The back pain was a symptom. It was his body’s way of saying there was a problem. You see, when your child has a problem, she can tell you. When you car has a problem, the dash light comes on. When your body has a problem, the only way it can tell you there’s a problem is to make you sick or show you through pain (or exhaustion, or emotional swings, or…..). That’s how your body tells you there’s something wrong and that you need to fix it. The people who get healthy fast and stay healthy longer are the people that are making adjustments in their lifestyle to fix the problem, rather than mask the cause.

When you have a cold, you’re told to drink orange juice and eat chicken soup, etc. You know that TheraFlu won’t fix the problem (although it will stop that runny nose so you can go to work).
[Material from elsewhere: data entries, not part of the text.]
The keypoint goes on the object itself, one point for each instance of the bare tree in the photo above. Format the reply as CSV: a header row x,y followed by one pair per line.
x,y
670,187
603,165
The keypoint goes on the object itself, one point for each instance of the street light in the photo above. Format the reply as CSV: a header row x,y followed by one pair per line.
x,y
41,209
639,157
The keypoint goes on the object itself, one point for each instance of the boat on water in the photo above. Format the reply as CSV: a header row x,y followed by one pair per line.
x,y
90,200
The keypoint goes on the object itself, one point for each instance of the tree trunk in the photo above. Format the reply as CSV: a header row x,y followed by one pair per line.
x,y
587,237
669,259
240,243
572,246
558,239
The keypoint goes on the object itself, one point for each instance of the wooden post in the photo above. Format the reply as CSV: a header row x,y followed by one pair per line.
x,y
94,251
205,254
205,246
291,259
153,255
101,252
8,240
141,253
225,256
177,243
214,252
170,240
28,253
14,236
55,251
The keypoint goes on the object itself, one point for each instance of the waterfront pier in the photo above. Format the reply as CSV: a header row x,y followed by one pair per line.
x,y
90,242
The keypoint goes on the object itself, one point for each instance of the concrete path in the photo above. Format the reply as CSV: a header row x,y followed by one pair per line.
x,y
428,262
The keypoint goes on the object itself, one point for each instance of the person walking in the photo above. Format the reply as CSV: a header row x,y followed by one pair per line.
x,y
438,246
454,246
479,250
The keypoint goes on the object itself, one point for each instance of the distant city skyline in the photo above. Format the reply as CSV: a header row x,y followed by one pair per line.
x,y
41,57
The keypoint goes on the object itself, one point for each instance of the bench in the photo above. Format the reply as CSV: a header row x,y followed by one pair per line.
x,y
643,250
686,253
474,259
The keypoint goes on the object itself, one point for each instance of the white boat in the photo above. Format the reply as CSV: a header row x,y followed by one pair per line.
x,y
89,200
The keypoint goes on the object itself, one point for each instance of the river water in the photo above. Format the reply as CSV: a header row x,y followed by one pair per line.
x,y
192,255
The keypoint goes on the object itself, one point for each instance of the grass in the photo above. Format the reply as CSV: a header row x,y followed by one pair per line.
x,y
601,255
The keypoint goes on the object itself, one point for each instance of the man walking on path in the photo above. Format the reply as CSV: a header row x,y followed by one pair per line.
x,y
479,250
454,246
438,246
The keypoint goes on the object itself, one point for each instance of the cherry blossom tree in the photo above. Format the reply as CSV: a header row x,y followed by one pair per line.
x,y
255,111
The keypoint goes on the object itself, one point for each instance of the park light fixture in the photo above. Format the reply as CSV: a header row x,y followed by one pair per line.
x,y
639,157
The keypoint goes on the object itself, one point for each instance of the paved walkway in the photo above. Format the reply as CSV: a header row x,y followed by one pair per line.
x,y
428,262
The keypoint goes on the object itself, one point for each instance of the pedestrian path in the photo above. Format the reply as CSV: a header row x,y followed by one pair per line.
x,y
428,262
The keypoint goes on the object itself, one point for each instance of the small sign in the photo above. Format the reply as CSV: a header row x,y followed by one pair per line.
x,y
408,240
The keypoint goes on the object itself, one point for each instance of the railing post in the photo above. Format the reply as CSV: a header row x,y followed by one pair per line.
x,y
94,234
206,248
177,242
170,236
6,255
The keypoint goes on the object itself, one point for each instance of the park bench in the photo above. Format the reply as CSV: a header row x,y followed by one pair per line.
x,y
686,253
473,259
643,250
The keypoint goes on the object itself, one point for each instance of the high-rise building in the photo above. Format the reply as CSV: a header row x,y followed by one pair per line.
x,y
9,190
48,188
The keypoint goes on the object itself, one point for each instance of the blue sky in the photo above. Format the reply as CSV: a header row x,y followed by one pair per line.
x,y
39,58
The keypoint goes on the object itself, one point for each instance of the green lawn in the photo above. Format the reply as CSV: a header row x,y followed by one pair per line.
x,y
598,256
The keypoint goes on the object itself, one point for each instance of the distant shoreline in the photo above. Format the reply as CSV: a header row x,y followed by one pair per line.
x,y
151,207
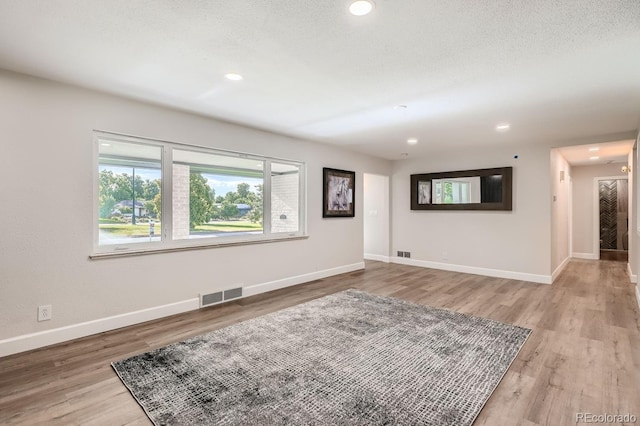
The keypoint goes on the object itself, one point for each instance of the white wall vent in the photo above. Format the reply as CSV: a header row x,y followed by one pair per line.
x,y
220,296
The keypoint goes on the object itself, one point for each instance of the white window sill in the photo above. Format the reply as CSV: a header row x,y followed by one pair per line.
x,y
142,252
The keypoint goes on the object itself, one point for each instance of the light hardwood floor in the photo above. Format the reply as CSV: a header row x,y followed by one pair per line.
x,y
583,354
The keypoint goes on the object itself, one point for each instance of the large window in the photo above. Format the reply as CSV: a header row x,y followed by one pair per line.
x,y
157,195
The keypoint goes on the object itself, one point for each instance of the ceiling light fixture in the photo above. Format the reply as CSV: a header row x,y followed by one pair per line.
x,y
233,77
361,7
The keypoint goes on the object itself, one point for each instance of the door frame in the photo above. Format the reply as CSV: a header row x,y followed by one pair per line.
x,y
596,211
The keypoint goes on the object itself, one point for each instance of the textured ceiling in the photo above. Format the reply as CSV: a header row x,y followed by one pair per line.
x,y
558,71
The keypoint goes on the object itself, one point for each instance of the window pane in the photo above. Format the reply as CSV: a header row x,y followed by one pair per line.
x,y
216,195
285,197
129,192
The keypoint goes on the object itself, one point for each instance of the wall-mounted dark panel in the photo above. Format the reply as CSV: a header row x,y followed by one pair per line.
x,y
480,189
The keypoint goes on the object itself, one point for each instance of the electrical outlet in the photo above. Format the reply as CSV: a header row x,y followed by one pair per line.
x,y
44,313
That’s because those OTC drugs attack the symptom (in this case, the runny nose and cough),while the orange juice and chicken soup help the body attack the problem — in this case the virus.
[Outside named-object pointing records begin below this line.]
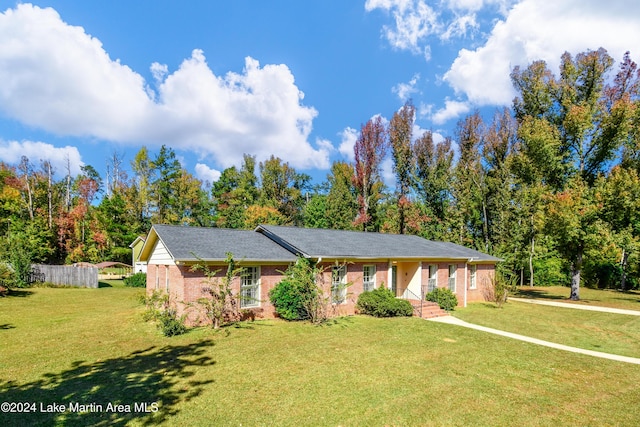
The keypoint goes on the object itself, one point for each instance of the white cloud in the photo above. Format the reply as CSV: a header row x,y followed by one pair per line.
x,y
207,174
540,29
37,152
451,110
348,141
404,90
56,77
414,22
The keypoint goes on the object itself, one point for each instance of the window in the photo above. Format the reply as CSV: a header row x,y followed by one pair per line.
x,y
339,284
472,273
250,287
433,278
369,277
452,277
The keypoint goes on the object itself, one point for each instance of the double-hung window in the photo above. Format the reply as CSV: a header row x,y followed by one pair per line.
x,y
339,284
433,278
369,277
250,287
452,277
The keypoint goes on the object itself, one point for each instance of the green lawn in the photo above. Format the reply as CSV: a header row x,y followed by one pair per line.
x,y
629,300
91,346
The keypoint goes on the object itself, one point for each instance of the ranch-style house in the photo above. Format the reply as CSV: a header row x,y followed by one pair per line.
x,y
410,266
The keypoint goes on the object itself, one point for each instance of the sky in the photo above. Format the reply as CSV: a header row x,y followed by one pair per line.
x,y
82,82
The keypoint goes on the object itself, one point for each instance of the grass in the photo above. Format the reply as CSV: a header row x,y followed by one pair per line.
x,y
629,300
91,346
609,333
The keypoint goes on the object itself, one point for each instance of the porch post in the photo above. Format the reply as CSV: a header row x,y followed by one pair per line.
x,y
466,265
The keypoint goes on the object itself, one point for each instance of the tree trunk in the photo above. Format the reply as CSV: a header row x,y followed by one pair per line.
x,y
623,279
576,268
533,242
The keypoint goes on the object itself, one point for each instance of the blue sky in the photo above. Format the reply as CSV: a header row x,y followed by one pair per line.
x,y
80,81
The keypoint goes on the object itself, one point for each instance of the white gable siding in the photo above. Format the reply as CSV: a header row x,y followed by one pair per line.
x,y
160,255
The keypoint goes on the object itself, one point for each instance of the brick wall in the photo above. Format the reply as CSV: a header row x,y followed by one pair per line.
x,y
186,286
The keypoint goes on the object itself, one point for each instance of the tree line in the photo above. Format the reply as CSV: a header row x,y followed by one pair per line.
x,y
550,185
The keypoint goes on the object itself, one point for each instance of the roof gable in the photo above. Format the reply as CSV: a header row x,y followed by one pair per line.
x,y
188,244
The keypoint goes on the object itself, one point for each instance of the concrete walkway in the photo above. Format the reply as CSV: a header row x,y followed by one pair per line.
x,y
577,306
455,321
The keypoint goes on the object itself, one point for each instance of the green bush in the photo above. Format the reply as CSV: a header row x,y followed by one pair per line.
x,y
138,280
382,303
297,296
444,297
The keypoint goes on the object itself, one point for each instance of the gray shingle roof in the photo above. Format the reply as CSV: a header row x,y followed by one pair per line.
x,y
212,244
324,243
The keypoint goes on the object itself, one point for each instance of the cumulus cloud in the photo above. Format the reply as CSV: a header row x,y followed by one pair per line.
x,y
537,29
207,174
56,77
451,110
414,22
404,90
348,141
37,152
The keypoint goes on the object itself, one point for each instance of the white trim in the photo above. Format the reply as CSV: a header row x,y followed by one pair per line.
x,y
453,277
251,275
339,285
372,277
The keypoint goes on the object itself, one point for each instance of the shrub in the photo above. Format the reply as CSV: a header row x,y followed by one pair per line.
x,y
444,297
170,324
497,288
138,280
298,296
382,303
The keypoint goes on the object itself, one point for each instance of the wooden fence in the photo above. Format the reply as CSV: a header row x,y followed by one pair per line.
x,y
65,275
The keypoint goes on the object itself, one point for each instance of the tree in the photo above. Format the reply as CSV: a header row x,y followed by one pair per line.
x,y
369,151
282,188
400,139
341,204
233,193
434,163
571,217
164,191
578,122
469,187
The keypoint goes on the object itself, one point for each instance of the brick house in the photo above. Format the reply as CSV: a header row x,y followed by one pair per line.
x,y
408,265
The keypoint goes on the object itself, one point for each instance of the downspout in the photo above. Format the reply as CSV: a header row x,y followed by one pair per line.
x,y
466,279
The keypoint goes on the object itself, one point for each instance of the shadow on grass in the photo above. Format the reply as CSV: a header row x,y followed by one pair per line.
x,y
154,376
20,293
538,294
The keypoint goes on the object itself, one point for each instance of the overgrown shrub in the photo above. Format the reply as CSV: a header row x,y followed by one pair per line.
x,y
444,297
170,324
498,287
138,280
382,303
158,310
219,304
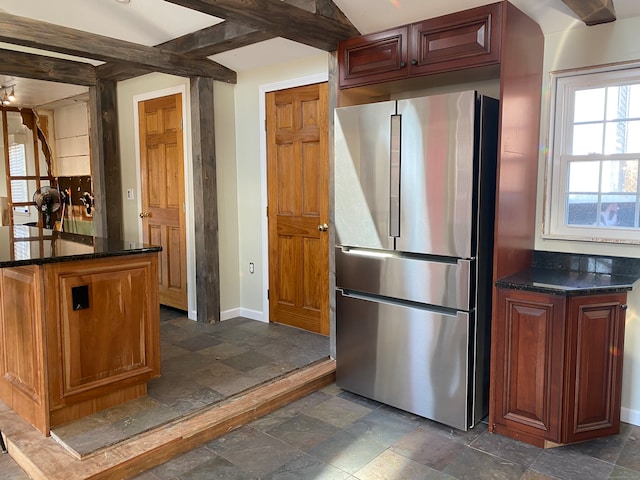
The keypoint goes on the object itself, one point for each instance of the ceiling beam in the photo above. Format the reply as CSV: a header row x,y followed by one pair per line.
x,y
47,36
202,43
40,67
592,12
278,18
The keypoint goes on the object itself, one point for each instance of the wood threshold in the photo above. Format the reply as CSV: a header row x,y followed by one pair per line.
x,y
44,459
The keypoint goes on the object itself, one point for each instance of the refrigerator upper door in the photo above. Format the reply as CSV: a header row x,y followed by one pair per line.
x,y
362,175
437,175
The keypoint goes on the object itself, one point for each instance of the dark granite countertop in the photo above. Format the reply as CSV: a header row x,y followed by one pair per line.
x,y
567,282
36,246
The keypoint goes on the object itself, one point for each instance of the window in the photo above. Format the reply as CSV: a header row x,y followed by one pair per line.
x,y
595,157
18,168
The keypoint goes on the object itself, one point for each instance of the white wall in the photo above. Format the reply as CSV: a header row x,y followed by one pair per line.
x,y
142,87
251,181
71,140
576,48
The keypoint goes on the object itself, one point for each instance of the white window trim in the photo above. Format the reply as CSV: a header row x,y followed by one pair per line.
x,y
562,84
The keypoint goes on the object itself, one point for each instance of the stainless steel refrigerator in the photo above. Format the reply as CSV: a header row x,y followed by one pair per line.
x,y
414,216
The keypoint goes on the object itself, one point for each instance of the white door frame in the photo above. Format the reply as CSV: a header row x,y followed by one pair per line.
x,y
188,181
264,89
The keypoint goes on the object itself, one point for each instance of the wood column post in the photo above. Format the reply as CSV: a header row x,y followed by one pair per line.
x,y
105,160
205,195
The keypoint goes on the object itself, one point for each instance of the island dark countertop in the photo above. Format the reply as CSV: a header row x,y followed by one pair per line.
x,y
567,282
37,246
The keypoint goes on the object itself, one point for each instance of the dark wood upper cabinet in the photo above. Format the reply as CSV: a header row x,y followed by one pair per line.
x,y
462,40
375,58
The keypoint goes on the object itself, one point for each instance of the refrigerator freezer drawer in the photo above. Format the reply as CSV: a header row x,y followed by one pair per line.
x,y
388,274
409,358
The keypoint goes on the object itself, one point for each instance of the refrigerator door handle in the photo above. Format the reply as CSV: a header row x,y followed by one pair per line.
x,y
394,177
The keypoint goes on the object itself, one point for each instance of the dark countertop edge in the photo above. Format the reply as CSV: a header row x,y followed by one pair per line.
x,y
563,282
79,257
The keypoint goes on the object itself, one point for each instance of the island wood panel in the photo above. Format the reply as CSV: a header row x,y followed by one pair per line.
x,y
58,363
22,376
101,355
595,339
528,354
So the next time you get sick or get an ache or pain, take it as a sign that your body is trying to tell you something. Look for the root cause. Your body — and your health — will thank you for it!

What is Applied Kinesiology?

Part of what we practice is called Applied Kinesiology (AK). What is AK? Rather than reinvent the wheel with a new article, we’ll go straight to the source: International College of Applied Kinesiology-U.S.A. (ICAK-U.S.A.)
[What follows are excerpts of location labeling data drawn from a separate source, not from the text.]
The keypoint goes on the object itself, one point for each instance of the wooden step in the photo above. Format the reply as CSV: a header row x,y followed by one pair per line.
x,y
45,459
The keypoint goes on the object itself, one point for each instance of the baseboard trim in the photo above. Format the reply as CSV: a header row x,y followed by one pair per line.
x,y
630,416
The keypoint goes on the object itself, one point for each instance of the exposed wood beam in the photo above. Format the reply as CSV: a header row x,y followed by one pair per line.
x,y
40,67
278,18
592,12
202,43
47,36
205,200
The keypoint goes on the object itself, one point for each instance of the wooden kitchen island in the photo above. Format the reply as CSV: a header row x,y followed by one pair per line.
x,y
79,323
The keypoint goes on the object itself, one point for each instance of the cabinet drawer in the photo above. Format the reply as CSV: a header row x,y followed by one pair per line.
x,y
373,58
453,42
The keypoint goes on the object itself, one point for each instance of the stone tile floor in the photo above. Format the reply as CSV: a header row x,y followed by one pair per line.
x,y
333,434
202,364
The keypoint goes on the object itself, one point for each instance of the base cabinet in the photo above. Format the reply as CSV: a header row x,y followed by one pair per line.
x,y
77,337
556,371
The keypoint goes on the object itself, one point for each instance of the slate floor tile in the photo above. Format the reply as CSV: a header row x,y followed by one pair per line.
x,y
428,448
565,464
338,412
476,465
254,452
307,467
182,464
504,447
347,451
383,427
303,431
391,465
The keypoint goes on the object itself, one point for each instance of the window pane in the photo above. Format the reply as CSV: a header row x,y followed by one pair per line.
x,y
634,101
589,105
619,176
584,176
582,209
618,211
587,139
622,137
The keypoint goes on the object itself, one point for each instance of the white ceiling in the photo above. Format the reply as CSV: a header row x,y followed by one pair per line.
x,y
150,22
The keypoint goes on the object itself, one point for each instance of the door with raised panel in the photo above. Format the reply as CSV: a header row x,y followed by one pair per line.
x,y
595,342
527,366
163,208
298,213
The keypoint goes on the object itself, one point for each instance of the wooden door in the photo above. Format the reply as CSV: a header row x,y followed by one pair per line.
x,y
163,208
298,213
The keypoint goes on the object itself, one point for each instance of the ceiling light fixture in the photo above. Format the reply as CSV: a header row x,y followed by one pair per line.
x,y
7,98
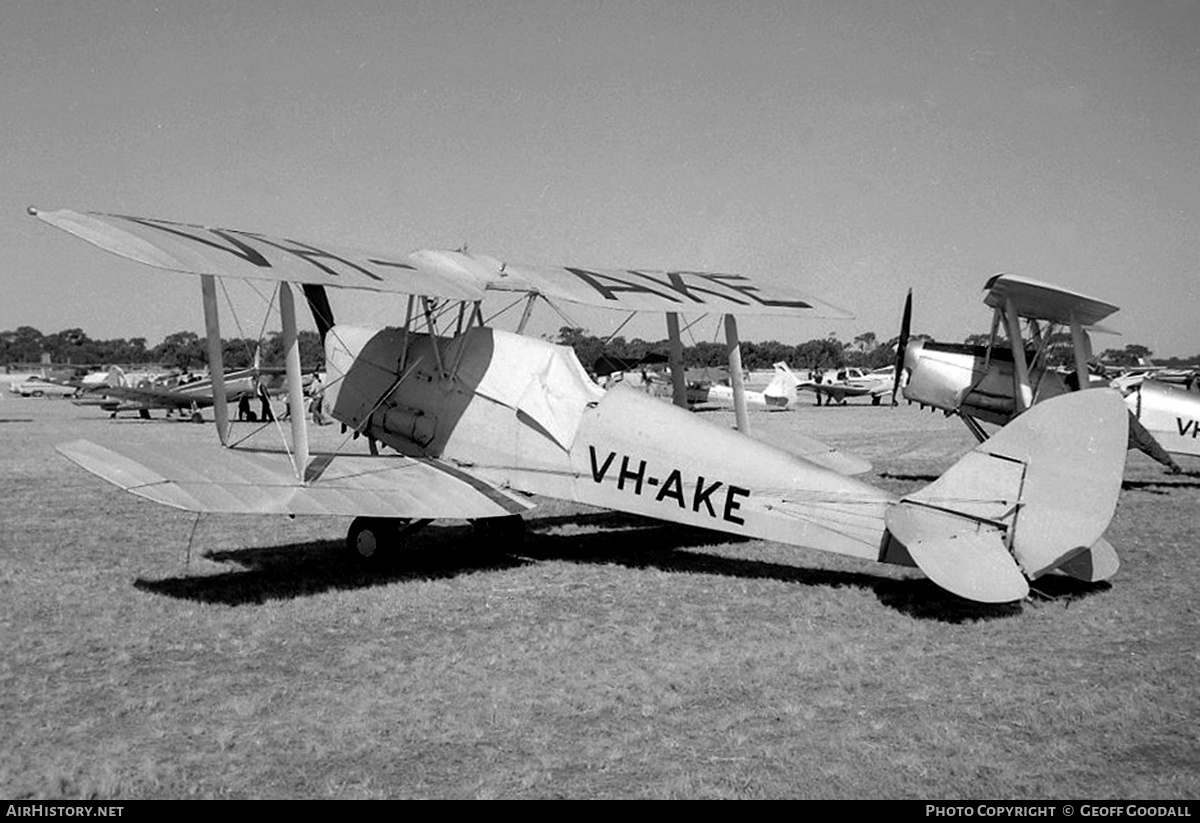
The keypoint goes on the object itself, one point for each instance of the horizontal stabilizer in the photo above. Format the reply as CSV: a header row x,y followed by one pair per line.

Applied Kinesiology (AK) is a system that evaluates structural, chemical and mental aspects of health using manual muscle testing combined with other standard methods of diagnosis. AK, a non-invasive system of evaluating body function that is unique in the healing arts, has become a dynamic movement in health care in its relatively short existence.

 

The combined terms “applied” and “kinesiology” describe the basis of this system, which is the use of manual muscle testing to evaluate body function through the dynamics of the musculoskeletal system.

Treatments may involve specific joint manipulation or mobilization, various myofascial therapies, cranial techniques, meridian and acupuncture skills, clinical nutrition, dietary management, counselling skills, evaluating environmental irritants and various reflex procedures.

Triad of Health

Triad of Health

The triad of health lists the three basic causes of health problems.  They are structural, chemical, and mental, with structure as the base of the triad. Literally, all health problems, whether functional or pathological, are involved with one part or all parts of the triad. This is not new to chiropractic, as its founder, D.D. Palmer states in his text, “The Science, Art, and Philosophy of Chiropractic,” “The determining causes of disease are traumatism, poison and autosuggestion.” AK enables the doctor to evaluate the triad’s functional balance and direct therapy toward the imbalanced side or sides. The physician who is aware of the triad of health, and evaluates every patient for all three sides, increases his ability to find the basic underlying cause of a patient’s health problem.

AK skills are developed and approved by the International College of Applied Kinesiology Board of Standards.  These skills are refined from many disciplines including Chiropractic, Osteopathy, Medicine, Dentistry, Acupuncture, Biochemistry, Psychology, Homeopathy, and Naturopathy etc.  Members of these professions share knowledge through the publications and conferences of the International College of Applied Kinesiology (ICAK).